Dalam diskusi ini, ajakan untuk menerima hasil Pemilu dilontarkan Ichwan Adji Wibowo. Menurutnya Pemilu berkaitan dengan aspek religius, apapun usaha kita, hasilnya adalah takdir Tuhan. Oleh karena itu, suara Tuhan dan suara rakyat berkorelasi. Kaitannya dengan kontestasi Pemilu, semua pihak pada akhirnya harus mau menerima segala hasil dari Pemilu karena merupakan hasil dari suara rakyat dan merupakan takdir Tuhan,” papar Ketua PCNU Bandar Lampung ini.

Ia menambahkan, kekecewaan terhadap hasil Pemilu merupakan hal wajar asalkan dalam koridor konstitusi sesuai Pancasila. “Apabila ada ketidakpuasan terkait hasil Pemilu, maka harus diselesaikan sesuai konstitusi. Ketaatan terhadap pemerintah yang berdasarkan Pancasila harus terus dibangun. Oleh karena itu, masyarakat diharapkan tidak khawatir dengan kondisi Indonesia saat ini,” imbuh Ichwan Adji Wibowo.
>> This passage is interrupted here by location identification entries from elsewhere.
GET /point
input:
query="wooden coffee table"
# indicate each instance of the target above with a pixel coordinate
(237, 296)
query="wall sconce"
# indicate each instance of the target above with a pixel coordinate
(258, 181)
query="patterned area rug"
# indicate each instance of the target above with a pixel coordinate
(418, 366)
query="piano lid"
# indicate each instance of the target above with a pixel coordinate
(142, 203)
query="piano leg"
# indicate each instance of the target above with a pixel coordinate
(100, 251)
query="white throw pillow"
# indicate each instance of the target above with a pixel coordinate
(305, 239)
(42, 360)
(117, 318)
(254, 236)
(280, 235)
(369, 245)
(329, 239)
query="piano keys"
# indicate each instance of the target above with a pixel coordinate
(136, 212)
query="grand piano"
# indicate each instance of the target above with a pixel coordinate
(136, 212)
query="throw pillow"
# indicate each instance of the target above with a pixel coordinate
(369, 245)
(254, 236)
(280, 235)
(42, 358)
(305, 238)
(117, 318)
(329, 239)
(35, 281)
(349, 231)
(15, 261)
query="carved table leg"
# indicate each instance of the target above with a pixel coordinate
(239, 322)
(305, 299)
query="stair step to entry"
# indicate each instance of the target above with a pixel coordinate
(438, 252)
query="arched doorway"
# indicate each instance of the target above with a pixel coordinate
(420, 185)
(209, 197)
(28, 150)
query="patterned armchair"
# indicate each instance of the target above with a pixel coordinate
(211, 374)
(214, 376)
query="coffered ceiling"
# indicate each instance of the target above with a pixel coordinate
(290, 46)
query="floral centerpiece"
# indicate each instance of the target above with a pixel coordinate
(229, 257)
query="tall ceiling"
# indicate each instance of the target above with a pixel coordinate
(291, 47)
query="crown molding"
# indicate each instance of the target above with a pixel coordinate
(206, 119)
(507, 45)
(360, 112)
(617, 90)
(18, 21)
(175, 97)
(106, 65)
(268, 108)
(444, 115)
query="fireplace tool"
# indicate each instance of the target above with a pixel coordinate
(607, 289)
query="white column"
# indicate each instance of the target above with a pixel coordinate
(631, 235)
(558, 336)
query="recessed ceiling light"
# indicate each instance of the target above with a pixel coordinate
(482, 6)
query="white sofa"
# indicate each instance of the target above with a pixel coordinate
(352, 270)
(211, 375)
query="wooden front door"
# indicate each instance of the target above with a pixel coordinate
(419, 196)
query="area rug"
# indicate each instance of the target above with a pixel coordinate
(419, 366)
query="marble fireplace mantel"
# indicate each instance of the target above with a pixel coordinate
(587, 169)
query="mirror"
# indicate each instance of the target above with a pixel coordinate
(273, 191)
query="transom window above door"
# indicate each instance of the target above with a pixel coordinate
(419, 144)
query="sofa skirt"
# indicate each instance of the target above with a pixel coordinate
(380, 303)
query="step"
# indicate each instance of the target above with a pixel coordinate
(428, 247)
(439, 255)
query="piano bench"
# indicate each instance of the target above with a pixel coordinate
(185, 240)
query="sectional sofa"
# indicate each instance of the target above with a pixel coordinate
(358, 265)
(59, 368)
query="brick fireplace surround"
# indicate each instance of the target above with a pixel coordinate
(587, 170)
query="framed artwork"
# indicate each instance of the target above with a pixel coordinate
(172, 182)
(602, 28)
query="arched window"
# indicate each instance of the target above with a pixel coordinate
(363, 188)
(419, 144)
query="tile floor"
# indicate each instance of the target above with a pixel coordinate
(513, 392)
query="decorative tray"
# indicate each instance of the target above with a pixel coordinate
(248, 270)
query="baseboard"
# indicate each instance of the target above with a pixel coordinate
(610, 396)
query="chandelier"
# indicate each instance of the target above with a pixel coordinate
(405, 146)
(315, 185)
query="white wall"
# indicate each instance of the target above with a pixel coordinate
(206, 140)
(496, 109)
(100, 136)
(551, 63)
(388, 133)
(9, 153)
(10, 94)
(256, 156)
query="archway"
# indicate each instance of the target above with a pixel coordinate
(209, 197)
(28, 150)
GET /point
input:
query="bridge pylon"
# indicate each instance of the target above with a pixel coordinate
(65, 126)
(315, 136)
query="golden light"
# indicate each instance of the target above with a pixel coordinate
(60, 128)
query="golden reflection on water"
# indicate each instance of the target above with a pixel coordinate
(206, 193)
Sementara Ganjar Jationo, S.E., M.AP dari Dinas Kominfo Provinsi Lampung mengajak untuk merajut kembali silaturahmi dan mempertahankan keanekaragaman Indonesia dalam upaya mencari solusi dari konflik pasca Pemilu. “Merajut artinya menyatukan keragaman, Indonesia memiliki keragaman yang harus terus dijaga dan dipertahankan. Pahami dahulu apa yang berkonflik, sehingga penyelesaiannya tepat sasaran. Kunci dari merajut kembali silarutahmi pasca Pemilu adalah literasi. Semua harus memahami permasalahan secara lengkap terlebih dahulu agar mamapu menemukan solusi untuk merajut kembali persatuan,” jelas Ganjar Jationo.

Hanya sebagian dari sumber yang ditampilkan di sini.